It seems that the tabloid media has gone crazy, after someone snapped pictures of the Duchess of Cambridge enjoying a little topless sunbathing at a French retreat.

Initially it was a French magazine that claimed to have photos but the rest of the world's media soon started turning this into "news". What? That the next queen of England has lady-parts?

Well I think we'd be more concerned if she didn't, wouldn't we?

Naturally the royals and many in the UK have been outraged that the privacy and modesty of the queen-apparent would be violated in such a way -- but it appears that the Irish were not so worried.

Perhaps the centuries-old rift between England and the Irish was resurfacing but within a day of the French publication, The Star, an Irish publication, was also claiming that it would publish the pictures.

And here's where things start getting interesting...

I suspect that before this "opportunity" came along, The Star was a pretty average sort of newspaper, having a printed circulation of just 64,000 copies, attracting modest levels of traffic to its website and perhaps therefore outsourcing its hosting to a third-party hosting company.

Because.. what happened next was rather odd...

Not wanting to see Kate Middleton's girly-bits so much as see just what the Irish were up to, I tried to visit The Star's website at www.thestar.ie.

Not surprisingly, the site came up with a "503 Service Temporarily unavailable" error.

Aha... lots of pervs wanting to get a fill of girly-bits perhaps?

I left it for half a day, expecting that with all that ad-revenue being missed by the paper due to an overwhelmed server, they'd be working double-time to get things beefed up and capitalise on their sudden dramatic popularity.

However, the next time I tried, I got the webpage you get from a hosting company when someone has just registered a site and it's being held for them.

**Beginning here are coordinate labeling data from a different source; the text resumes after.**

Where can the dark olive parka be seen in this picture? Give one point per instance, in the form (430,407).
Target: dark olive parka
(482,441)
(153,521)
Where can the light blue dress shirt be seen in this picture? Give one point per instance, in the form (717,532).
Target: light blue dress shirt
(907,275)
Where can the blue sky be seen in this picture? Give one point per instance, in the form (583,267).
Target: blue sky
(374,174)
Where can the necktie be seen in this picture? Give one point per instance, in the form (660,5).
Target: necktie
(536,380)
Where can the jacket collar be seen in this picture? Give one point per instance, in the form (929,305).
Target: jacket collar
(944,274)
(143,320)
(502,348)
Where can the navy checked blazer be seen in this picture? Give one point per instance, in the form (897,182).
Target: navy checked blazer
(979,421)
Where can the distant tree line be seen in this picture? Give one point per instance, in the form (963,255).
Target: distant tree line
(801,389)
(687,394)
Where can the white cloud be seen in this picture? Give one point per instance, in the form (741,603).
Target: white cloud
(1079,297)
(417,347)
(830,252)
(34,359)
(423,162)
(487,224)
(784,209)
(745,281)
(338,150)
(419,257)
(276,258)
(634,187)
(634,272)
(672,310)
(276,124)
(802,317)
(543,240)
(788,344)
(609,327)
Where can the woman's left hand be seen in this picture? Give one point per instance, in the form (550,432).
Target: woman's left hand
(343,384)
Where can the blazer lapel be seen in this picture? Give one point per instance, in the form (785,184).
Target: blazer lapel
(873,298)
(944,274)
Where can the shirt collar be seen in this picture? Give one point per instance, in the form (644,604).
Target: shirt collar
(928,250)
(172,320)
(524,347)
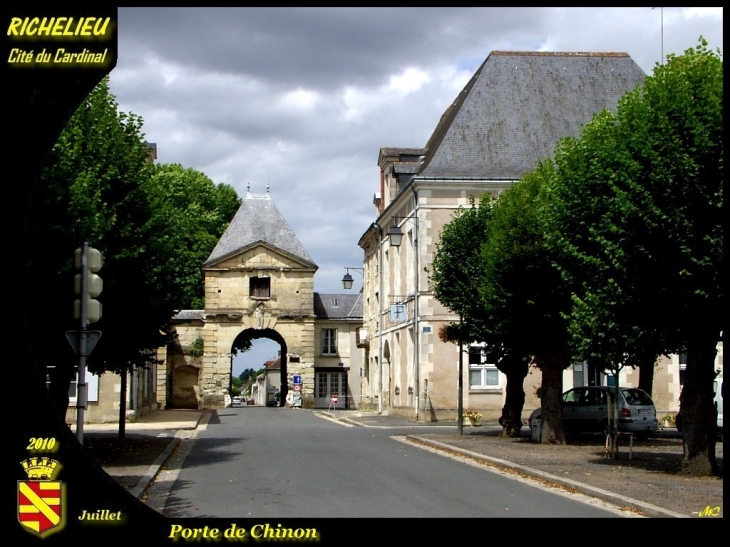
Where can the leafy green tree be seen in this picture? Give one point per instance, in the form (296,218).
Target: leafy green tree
(94,190)
(456,277)
(100,186)
(635,218)
(524,297)
(190,215)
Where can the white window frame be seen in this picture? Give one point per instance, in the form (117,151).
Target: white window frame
(92,387)
(488,373)
(329,341)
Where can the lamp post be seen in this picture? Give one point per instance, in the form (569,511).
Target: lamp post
(395,237)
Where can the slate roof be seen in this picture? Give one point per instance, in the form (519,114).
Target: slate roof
(348,306)
(518,105)
(258,221)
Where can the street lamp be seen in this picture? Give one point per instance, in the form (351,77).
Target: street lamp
(347,278)
(395,236)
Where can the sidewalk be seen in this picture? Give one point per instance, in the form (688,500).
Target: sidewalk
(646,480)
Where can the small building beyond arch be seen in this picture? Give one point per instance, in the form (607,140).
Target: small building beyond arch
(259,282)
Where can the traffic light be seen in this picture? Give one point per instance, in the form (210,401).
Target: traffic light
(87,285)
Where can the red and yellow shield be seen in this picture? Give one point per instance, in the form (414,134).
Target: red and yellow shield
(40,505)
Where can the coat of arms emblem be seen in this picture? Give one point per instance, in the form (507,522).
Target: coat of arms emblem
(40,498)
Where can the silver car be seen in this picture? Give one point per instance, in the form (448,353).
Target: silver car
(585,409)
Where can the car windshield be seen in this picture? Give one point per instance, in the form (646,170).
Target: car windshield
(636,397)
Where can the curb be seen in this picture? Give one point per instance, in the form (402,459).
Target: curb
(623,501)
(154,469)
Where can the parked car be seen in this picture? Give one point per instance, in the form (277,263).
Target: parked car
(719,396)
(585,409)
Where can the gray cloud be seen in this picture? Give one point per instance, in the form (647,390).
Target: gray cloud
(303,98)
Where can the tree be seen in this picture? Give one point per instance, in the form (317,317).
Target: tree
(524,298)
(93,183)
(101,187)
(190,215)
(456,278)
(635,218)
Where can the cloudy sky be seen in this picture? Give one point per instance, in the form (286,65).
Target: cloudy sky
(302,99)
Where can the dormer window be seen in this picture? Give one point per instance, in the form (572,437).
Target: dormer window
(259,287)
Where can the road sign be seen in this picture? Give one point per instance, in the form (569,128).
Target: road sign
(92,337)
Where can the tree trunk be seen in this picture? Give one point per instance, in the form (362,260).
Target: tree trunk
(511,419)
(551,392)
(612,434)
(646,374)
(699,415)
(122,432)
(60,377)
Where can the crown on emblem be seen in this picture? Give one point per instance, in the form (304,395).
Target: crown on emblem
(40,468)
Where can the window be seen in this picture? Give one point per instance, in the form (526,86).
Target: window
(329,341)
(482,374)
(682,367)
(92,386)
(259,287)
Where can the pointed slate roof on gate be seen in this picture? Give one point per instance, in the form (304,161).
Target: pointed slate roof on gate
(518,105)
(258,221)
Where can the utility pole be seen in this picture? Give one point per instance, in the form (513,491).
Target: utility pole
(87,286)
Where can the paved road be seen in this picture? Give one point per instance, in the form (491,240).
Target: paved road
(254,462)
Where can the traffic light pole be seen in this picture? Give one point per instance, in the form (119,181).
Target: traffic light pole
(81,380)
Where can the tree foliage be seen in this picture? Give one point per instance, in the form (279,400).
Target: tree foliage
(635,219)
(525,300)
(456,270)
(100,186)
(190,215)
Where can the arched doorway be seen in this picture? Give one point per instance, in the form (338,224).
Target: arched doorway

No 503 and no clue as to where The Star's website had gone.

So what was going on?

Could it be that The Palace had pulled some political strings and applied pressure to the hosting company to shut down The Star?

Was the freedom of the media being ankle-tapped by the royals or the UK government?

I don't know -- in fact nobody seems too sure.

Even the parent group of The Star themselves seem uncertain as to exactly what's going on. Perhaps they asked the hosting company to pull The Star's website?

That seems even more probable after reading this story.

Of course if people want to see Kate's girly-bits then I'm sure there are plenty of copies of the offending images already circulating on P2P streams and websites -- and as I type this, malware authors are no doubt preparing to hook their payloads up to files that claim to contain such salacious imagery.

However, I'm pretty sure that, given the distance between the camera and HRH, these images will turn out to be very poor resolution and quality. Obviously the paparazzi haven't familiarised themselves with the latest in camera-drone technology.

It's interesting that there has been no talk of banning long glass such as the telephoto lenses probably used to catch these images. However, you can bet your bottom dollar that as soon as some enterprising celebrity photographer snaps someone rich or famous in the nude from an aerial drone -- "the powers that be" will call for a ban on all such flying devices.